At the performance of I Love You Because that I attended, I heard several young women (it was an audience of older gay men and young women, with some young gay men) talking about Wicked. They almost literally lived for it, they discussed the minutiae of a performance of stomach wrenchingly horrible song ‘popular’, they praised and disparaged cast members with vigour (or should I say, mercilessly devoured recently joined female cast members and praised cute male ones. Aren’t women delightful?). Nothing wrong with enjoying your interests, and being committed (I certainly am, or could be), but they represent a big group of young people who only like the homogenised, faintly wholesome (and ultimately even Ave Q is that) product being offered in certain quarters (I’ll be pronouncing on Rent Remixed soon…).

I find this sad, at root I think it is anesthetisation of the critical faculties. But I suppose if they enjoy themselves who am I to complain (well, a fellow ticket buyer and one who wants a slightly different breed of shows produced, so taking a leaf out of Ionesco’s book, I won’t stand silently by and let the Rhinoceroses take over). People were literally raving about I Love You Because after the show. Yes, it was quite entertaining, the cast sound nice and look pretty, but excellent or interesting it is not. It is the equivalent of a reasonable popcorn summer movie, eminently forgettable, but it got you through the afternoon. I’m hoping Parade at the Donmar tomorrow will restore my faith in the contemporary(ish) musical.


Macthomson said...

This response a propos of your 'Londonlad' comment on the MediaGuardian blog post about theatre and cyberspace.

My own comment there below:

What about the inherent theatricality within a metaverse like SecondLife.
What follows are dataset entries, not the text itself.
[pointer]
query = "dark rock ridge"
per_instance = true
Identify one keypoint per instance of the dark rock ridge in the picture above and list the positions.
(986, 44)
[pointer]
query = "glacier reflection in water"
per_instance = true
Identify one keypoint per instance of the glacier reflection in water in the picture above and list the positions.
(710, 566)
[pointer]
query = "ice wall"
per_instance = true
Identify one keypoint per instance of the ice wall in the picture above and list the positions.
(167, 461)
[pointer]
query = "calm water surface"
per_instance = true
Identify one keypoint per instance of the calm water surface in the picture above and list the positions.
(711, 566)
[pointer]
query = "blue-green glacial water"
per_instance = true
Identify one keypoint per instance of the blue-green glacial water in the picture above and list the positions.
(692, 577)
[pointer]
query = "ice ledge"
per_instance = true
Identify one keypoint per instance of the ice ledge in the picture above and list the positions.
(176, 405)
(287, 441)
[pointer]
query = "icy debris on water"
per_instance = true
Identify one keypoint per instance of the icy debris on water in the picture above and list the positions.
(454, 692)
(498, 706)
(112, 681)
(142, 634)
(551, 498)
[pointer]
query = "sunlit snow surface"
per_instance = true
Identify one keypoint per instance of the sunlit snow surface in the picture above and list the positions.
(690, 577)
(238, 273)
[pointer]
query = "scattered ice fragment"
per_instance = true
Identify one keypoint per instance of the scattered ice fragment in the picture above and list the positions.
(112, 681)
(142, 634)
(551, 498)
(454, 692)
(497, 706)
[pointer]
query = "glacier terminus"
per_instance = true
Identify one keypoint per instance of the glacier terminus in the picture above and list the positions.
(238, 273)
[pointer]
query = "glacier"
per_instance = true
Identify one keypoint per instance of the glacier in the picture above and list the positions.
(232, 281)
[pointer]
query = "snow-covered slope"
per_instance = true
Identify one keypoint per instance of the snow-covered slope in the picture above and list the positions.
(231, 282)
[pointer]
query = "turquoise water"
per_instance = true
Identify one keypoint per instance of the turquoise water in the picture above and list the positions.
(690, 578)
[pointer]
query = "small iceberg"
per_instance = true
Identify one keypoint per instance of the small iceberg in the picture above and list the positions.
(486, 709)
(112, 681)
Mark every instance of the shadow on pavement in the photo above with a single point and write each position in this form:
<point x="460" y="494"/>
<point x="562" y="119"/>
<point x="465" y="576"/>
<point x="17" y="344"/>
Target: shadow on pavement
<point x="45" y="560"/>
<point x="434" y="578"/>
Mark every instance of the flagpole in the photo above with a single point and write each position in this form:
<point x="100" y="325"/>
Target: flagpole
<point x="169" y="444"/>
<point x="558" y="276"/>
Surely today "all the [virtual] world's a stage".

Rather than lament the absence of cyberspace as context for plays staged on the boards of real world theatres I'd be expecting constructed and crafted fictions to appear in SL; maybe there are some there already, waiting to be the next meme, maybe devised by precocious teenagers.
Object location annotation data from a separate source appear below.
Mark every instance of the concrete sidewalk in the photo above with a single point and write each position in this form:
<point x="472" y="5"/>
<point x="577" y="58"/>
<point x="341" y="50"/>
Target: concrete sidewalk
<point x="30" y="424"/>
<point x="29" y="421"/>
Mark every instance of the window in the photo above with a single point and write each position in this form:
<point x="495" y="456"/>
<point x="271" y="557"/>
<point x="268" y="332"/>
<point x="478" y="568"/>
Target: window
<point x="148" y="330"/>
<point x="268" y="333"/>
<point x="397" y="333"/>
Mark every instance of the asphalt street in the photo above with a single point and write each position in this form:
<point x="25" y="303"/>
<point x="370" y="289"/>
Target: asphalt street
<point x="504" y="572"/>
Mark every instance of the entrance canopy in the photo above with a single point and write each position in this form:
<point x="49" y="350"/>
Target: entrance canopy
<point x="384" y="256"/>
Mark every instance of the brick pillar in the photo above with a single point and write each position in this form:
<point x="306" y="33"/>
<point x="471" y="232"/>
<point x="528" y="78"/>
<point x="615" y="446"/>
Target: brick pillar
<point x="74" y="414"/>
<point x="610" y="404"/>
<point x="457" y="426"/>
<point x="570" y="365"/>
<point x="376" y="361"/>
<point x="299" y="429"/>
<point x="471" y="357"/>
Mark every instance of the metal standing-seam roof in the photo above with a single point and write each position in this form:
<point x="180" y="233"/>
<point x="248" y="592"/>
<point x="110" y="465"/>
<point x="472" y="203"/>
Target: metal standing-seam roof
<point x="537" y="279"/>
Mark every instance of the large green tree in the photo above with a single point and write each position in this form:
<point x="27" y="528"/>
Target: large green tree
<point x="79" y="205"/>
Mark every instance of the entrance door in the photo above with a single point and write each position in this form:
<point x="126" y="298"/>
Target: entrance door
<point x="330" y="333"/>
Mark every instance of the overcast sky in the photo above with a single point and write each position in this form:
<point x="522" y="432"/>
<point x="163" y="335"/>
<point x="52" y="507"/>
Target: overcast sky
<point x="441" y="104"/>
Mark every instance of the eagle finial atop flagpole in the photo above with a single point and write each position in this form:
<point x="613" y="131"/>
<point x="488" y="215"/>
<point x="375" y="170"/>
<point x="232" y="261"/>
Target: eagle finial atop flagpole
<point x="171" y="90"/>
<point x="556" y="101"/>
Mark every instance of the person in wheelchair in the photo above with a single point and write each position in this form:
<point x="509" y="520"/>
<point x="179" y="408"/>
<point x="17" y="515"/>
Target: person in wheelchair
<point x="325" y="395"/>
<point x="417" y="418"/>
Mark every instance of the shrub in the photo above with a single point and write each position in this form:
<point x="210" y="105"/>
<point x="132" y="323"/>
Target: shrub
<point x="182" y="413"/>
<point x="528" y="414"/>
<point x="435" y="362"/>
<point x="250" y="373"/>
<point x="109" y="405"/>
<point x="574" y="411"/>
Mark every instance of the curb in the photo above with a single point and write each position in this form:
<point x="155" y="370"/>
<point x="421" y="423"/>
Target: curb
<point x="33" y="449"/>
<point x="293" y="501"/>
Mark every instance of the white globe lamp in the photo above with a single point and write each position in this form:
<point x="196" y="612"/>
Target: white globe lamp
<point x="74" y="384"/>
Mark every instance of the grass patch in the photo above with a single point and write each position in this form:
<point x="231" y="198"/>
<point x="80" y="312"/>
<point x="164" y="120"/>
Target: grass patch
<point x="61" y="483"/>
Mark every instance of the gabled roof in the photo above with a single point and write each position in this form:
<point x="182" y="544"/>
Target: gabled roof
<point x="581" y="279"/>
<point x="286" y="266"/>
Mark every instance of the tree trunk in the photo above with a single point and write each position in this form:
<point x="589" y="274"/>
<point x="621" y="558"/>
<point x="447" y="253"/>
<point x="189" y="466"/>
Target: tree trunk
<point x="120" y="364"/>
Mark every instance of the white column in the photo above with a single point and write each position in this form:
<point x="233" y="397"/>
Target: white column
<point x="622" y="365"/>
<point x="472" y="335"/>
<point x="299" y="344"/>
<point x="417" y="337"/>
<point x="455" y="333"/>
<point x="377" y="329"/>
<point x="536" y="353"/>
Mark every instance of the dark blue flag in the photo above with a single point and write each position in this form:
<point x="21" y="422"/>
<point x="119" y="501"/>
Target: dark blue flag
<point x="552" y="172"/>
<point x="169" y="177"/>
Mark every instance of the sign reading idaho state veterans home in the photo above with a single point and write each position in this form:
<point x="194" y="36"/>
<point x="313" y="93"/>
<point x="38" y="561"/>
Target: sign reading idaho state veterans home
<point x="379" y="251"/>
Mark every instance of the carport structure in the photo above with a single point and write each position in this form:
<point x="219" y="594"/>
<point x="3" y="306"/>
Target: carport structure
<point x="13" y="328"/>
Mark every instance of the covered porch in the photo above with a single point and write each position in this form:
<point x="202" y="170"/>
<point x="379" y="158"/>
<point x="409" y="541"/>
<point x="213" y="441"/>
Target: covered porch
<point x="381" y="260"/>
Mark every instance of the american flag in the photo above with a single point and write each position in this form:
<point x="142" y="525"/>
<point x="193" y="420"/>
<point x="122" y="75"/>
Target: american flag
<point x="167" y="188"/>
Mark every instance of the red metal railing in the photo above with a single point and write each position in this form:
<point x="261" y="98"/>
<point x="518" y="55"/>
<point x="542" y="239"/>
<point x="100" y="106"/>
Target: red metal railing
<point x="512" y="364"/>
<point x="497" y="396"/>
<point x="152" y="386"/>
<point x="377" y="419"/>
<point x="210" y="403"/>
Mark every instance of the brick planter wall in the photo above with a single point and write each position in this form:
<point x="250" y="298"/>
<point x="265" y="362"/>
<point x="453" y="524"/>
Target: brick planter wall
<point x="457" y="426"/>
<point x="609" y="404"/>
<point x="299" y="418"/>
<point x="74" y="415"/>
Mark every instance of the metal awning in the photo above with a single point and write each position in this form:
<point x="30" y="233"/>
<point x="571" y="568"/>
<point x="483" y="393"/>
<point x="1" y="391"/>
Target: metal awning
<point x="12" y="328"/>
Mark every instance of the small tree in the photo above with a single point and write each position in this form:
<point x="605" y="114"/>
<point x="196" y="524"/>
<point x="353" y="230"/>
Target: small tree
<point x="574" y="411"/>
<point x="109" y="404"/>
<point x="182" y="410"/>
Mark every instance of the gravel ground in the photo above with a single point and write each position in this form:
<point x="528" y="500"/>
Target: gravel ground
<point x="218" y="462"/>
Actually, the more I think about it, the more I like the idea.
Your writing about theatre I find impressive, reckon I'l blogroll you!

Sean said...


I think you should write and stage this ground breaking virtual play!

Anonymous said...

I hope I do not become like you, Sean. You may be better at judging and critiquing plays and musicals and so forth, but it has made you cynical and you lose the magic of it all. I have heard that the more movies you watch and the more plays you see, the more cynical you become. If this means that my love of watching movies or coming to see plays will eventually turn me into you, then I should be careful to avoid it.